Gran parte dell’arte moderna e contemporanea si differenzia da quella tradizionale, o se vogliamo usare uno stereotipo da quella preraffaellita, perché non si rivolge al divino ma al terreno. Ad esempio, l’arte bizantina preferiva il prototipo della ieraticità sacrale con la rappresentazione di archetipi spersonalizzati, privi di sensazioni e sentimenti terreni. Per i futuristi contava la celebrazione del geniale dinamismo creato dalle invenzioni umane e le correnti moderne d’avanguardia o di recupero a loro volta hanno esaltato il romanticismo sentimentale oppure il razionalismo, informale o figurativo che sia. Forse anche per questo in un lontano passato l’artista tradizionale non era uso firmare e datare le sue creazioni, a cui spesso veniva attribuita una paternità soprannaturale.
Se la premessa è questa mi sembra corretto che oggi siano le lezioni di vita a diventare lezioni d’arte. I nostri artisti sono stati padri, madri, amici e hanno espresso i loro pensieri più intimi filtrati attraverso le opere che ci hanno lasciato. Allora chi meglio dei figli, dei colleghi, di chi li ha realmente visti operare e conosciuti nell’ intimità più privata può essere in grado di fornirci una testimonianza attendibile, grazie ai ricordi e ai vincoli elettivi?

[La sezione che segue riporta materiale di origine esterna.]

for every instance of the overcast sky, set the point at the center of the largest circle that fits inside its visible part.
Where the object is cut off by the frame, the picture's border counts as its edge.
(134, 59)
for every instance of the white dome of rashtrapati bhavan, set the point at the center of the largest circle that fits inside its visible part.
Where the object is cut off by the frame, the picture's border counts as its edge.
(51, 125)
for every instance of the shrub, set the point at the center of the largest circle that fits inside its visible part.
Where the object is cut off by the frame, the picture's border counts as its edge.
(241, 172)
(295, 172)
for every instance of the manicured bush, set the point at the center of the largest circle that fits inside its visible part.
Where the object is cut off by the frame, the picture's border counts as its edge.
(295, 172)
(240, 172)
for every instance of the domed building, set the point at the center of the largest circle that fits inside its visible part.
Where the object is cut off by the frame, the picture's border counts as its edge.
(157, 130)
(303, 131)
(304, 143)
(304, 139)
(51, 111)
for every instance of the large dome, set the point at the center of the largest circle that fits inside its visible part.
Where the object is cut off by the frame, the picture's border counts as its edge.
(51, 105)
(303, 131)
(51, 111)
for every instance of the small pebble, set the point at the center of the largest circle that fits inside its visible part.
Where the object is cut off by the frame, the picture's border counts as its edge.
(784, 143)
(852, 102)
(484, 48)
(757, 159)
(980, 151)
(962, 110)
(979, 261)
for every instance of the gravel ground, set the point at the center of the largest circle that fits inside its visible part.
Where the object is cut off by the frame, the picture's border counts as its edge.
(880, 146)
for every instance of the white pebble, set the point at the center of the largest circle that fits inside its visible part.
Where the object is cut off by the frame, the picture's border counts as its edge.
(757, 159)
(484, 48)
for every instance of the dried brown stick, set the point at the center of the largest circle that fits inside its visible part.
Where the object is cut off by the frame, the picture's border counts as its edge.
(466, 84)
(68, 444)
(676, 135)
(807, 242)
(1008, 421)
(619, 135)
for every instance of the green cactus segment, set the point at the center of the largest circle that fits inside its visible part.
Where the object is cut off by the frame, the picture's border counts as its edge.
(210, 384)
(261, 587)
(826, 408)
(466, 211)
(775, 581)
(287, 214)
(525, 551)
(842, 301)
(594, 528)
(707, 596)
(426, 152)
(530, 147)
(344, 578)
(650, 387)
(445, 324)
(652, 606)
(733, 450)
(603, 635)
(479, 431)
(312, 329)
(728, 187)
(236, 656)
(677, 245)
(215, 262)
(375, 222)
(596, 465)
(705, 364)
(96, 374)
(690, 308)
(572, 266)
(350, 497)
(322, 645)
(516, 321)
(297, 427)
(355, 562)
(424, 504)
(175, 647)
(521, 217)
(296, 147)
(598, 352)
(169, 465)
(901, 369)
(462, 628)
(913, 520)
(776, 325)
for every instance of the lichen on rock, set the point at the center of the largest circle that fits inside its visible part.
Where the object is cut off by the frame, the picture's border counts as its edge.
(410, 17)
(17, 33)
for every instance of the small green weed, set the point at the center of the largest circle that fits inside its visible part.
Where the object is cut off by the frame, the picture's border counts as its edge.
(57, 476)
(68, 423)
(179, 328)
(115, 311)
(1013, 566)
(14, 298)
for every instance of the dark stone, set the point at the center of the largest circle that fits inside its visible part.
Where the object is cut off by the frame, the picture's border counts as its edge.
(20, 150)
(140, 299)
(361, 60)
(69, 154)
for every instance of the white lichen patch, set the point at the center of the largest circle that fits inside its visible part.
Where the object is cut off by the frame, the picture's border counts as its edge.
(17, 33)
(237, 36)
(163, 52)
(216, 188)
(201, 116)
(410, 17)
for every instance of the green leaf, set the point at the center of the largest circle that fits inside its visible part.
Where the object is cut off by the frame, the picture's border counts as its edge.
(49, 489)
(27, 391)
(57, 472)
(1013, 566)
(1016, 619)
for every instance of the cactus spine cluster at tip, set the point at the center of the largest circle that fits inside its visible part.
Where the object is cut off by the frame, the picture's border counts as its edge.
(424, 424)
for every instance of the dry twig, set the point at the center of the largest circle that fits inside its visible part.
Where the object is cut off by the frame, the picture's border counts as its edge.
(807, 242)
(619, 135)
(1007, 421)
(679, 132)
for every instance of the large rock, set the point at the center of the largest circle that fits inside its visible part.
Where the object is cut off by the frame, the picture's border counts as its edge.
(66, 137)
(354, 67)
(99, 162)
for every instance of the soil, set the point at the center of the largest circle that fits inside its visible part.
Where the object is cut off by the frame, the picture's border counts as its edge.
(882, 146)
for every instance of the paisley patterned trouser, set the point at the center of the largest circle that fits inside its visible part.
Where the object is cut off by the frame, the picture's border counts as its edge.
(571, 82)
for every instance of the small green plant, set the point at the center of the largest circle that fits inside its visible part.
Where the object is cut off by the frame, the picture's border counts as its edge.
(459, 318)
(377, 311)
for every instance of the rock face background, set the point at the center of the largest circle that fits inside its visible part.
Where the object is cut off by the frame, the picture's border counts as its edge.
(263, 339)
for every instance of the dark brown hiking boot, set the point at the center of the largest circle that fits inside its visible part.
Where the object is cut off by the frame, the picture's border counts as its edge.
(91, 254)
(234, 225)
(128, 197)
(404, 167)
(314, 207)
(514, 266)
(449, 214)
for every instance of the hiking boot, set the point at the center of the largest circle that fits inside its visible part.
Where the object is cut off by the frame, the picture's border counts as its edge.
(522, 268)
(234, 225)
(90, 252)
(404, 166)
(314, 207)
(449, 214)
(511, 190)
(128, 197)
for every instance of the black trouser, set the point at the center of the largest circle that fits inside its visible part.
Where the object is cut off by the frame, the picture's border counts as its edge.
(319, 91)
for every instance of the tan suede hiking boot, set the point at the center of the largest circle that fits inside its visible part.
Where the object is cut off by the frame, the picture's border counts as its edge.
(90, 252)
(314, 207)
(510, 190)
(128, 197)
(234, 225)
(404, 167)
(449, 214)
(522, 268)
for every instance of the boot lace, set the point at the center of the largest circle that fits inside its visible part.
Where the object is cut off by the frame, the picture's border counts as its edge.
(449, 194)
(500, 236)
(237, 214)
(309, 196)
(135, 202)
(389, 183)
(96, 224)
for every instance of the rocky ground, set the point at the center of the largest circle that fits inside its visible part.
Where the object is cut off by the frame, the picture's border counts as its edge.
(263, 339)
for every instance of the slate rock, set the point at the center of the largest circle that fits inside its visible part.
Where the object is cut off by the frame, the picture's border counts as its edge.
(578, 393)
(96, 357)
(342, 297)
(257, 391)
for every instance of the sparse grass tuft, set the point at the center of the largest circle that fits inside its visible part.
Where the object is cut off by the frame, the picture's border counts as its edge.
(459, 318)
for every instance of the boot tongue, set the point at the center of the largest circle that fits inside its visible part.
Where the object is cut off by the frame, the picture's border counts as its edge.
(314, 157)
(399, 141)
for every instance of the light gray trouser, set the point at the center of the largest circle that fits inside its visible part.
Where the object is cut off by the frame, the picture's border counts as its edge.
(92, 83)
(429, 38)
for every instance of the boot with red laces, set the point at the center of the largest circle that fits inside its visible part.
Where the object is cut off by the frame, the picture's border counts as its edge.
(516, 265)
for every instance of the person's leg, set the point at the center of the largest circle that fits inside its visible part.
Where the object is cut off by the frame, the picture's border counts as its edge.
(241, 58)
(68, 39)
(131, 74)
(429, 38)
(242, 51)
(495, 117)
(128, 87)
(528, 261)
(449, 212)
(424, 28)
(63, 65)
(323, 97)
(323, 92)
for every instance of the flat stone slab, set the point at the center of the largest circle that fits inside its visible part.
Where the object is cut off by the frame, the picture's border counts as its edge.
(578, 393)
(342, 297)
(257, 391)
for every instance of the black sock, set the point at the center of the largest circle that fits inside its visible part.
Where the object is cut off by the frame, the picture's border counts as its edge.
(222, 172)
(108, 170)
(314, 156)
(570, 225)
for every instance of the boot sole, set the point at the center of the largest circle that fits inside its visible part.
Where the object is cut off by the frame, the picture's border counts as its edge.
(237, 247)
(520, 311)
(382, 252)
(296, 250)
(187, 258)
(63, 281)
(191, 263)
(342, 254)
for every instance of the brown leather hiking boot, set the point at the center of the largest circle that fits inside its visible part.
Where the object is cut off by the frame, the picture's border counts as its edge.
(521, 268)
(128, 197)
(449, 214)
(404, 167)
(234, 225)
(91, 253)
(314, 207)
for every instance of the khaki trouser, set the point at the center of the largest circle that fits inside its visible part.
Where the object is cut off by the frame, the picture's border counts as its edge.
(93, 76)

Così Ugo Bacchetta, Giuseppe Perolini, Pietro Martini,Chiara Bolzoni, Federico Boriani, Ugo Stringa, Carlo Fayer, Giannetto Biondini, Guido Lupo Pasini e tanti altri ci appaiono eroi del domestico quotidiano con le loro passioni, le manie, i pregi e i difetti che si riflettono nelle tele e grazie a queste testimonianze ci permettono di valutarne la capacità inventiva, la straordinaria creatività, proprio nel “quadro” della comprensione umana , alla luce di una vera e propria nuova antropologia della storia dell’arte.